Beyond being better for real errors the use of a error correction code also makes it impossible to intentionally generate 'fragile' addresses where there does exist a one character typo which is a valid address. It also makes it practical for wallet software to highlight the position of a likely typo, which can greatly speed things up when fixing a mistake. (The spec strenuously cautions against correcting errors, because any correction undermines detection strength).
And as hleszek's comment says, existing addresses don't help, generally addresses should not be reused-- they're not accounts, reusing addresses doesn't make the system work better. Early on in Bitcoin's life people created a scheme for shortened addresses where you used truncated addresses that were unmapped to the first user of that prefix. This obviously bad idea ran into immediate spoofing problems, and people quickly learned better.
> but address typos are not a major concern.

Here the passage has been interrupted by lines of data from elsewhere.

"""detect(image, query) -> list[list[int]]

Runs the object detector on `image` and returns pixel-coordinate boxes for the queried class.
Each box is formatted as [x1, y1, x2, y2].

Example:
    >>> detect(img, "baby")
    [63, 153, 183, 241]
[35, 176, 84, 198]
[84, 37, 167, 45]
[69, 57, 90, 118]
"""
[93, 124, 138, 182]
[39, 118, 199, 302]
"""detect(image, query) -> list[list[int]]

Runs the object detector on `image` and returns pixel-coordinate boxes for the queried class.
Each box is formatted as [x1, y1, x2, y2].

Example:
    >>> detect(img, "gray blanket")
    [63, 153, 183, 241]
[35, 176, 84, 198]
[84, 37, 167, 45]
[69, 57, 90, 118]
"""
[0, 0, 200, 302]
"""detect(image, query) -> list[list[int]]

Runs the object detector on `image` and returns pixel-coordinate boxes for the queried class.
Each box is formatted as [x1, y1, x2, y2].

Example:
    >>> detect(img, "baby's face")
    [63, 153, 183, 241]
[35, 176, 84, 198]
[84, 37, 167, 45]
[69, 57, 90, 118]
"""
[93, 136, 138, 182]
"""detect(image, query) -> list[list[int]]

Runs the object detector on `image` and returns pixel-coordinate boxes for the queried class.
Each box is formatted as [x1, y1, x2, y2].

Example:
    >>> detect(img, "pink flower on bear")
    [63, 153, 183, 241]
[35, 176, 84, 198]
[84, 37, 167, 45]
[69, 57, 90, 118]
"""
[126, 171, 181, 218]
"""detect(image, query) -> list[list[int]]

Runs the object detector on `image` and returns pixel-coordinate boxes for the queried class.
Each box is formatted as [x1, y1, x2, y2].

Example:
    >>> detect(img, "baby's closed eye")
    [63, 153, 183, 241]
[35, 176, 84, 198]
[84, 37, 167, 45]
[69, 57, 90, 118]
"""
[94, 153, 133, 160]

Yeah though malware that substitutes addresses in clipboards and copying the WRONG address are both real risks.
What you also might have heard is advice about _Ethereum_, which in spite of being created long after Bitcoin has addresses with no meaningful checksum and which has caused quite significant losses. (There is an optional very weak checksum using mixed case hex, but AFAICT it's not widely used).
In any case, what Satoshi remarks were you referring to? Perhaps his last related to the subject?
> Piling every proof-of-work quorum system in the world into one dataset doesn't scale. [...] Bitcoin users might get increasingly tyrannical about limiting the size of the chain so it's easy for lots of users and small devices
https://bitcointalk.org/index.php?topic=1790.msg28917#msg289...
I stopped working on some Bitcoin seven years ago after being burned out by harassment, threats, and an a literal trillion dollars worth hateful of vexatious litigation eating up my time. After all that I'm not intimidated by you. I reject your absurd accusations, but if they were true by this time you have only yourself to blame. If whatever you thought should have been done was doable and valuable, why didn't you do it and why isn't anyone using it? I certainly didn't stop you.
In any case, a fork of Bitcoin with bigger blocks has existed for years and the market doesn't prefer it despite all the big names and companies hyping it up at the time of the split.
Satoshi left Bitcoin so there wouldn't be an appeal to authority so maybe your argument isn't as strong as you think it is.
GGP was CTO of Blockstream (https://blog.blockstream.com/en-blockstream-bids-farewell-to...)
Sure, but if someone can change your QR code, they could change the address just as easily. With websites you can see if the URL looks like something legitimate, so URLs are slightly better, but Bitcoin addresses are just a long random string, so being able to see the address wouldn't actually help anything.
When done correctly by a payment processor, the receiver's QR code for a Bitcoin payment varies for every transaction. It completely eliminates the risk of mistyping it. Granted, malware could replace it, but replacing it is a lot harder than replacing a simple address.